This New Missile-Defense System By Boeing Can Take Down ICBMs Even Sooner

Working on the defense systems and enhancing the military weaponry, the US Missile Defense Agency (MDA) has collaborated with Boeing to create a new and modernized version of an interceptor capability for the Ground-based Midcourse Defense (GMD) system. This system enables ICBMs to be destroyed in space even earlier.

The functionality of this mechanism is described as hitting a bullet with a bullet. In some ways, this is true as well because the GMD system uses an Exoatmospheric Kill Vehicle (EKV) into an incoming ballistic missile at a hypersonic speed. This renders the need for any other destruction weapon obsolete.

However, there is more to the functionality of this interceptor. It makes use of a relay of ground-based radar, early warning radar. Along with that, land- and sea-based X-band radars are also used. The system must detect, track and, gauge the ideal path for interrupting the attacking missile in space with the maximum chance of success, and then guide the interceptor to its target.

The new capability allows the three-stage interceptor to act like a two-stage version

This makes it harder because the offensive side does not always attack in a predictable and regular manner. Therefore, there is a dire necessity of GMD for having more flexibility and more ability to be used in different angles than what is required mostly. This will allow only one missile to tackle multiple targets simultaneously.  

At present, the United States possesses 44 interceptor missiles that are present at Fort Greely, Alaska, and Vandenberg Space Force Base, California, with another 64 on order. These missiles are equipped to handle not colossal but significant attacks from the likes of North Korea.

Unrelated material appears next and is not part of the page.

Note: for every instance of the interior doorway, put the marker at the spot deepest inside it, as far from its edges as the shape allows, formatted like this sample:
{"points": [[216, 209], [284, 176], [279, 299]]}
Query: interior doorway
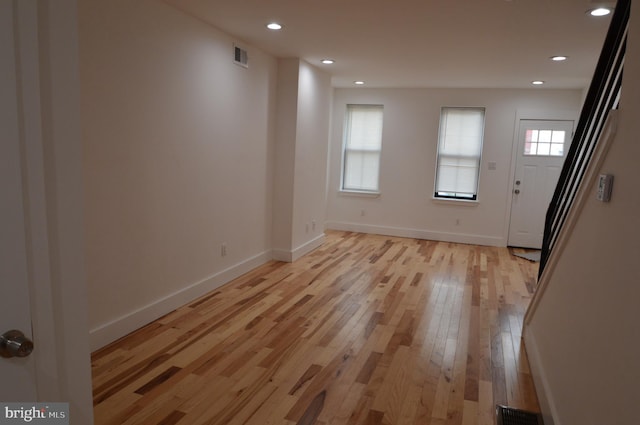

In this Feb. 23, 2021, file photo released by the U.S. Army Space and Missile Defense Command, an unarmed Minuteman 3 intercontinental ballistic missile launches during an operation test at Vandenberg Air Force Base, Calif. - Sputnik International, 1920, 13.09.2021

The GMD missile has the probability of 56 percent that it can take down the target missile in just one shot. Moreover, it has a chance of 97 percent to succeed with a salvo of four interceptors. When this technology catches pace, it will be incorporated as a component of the MDA’s Service Life Extension Program.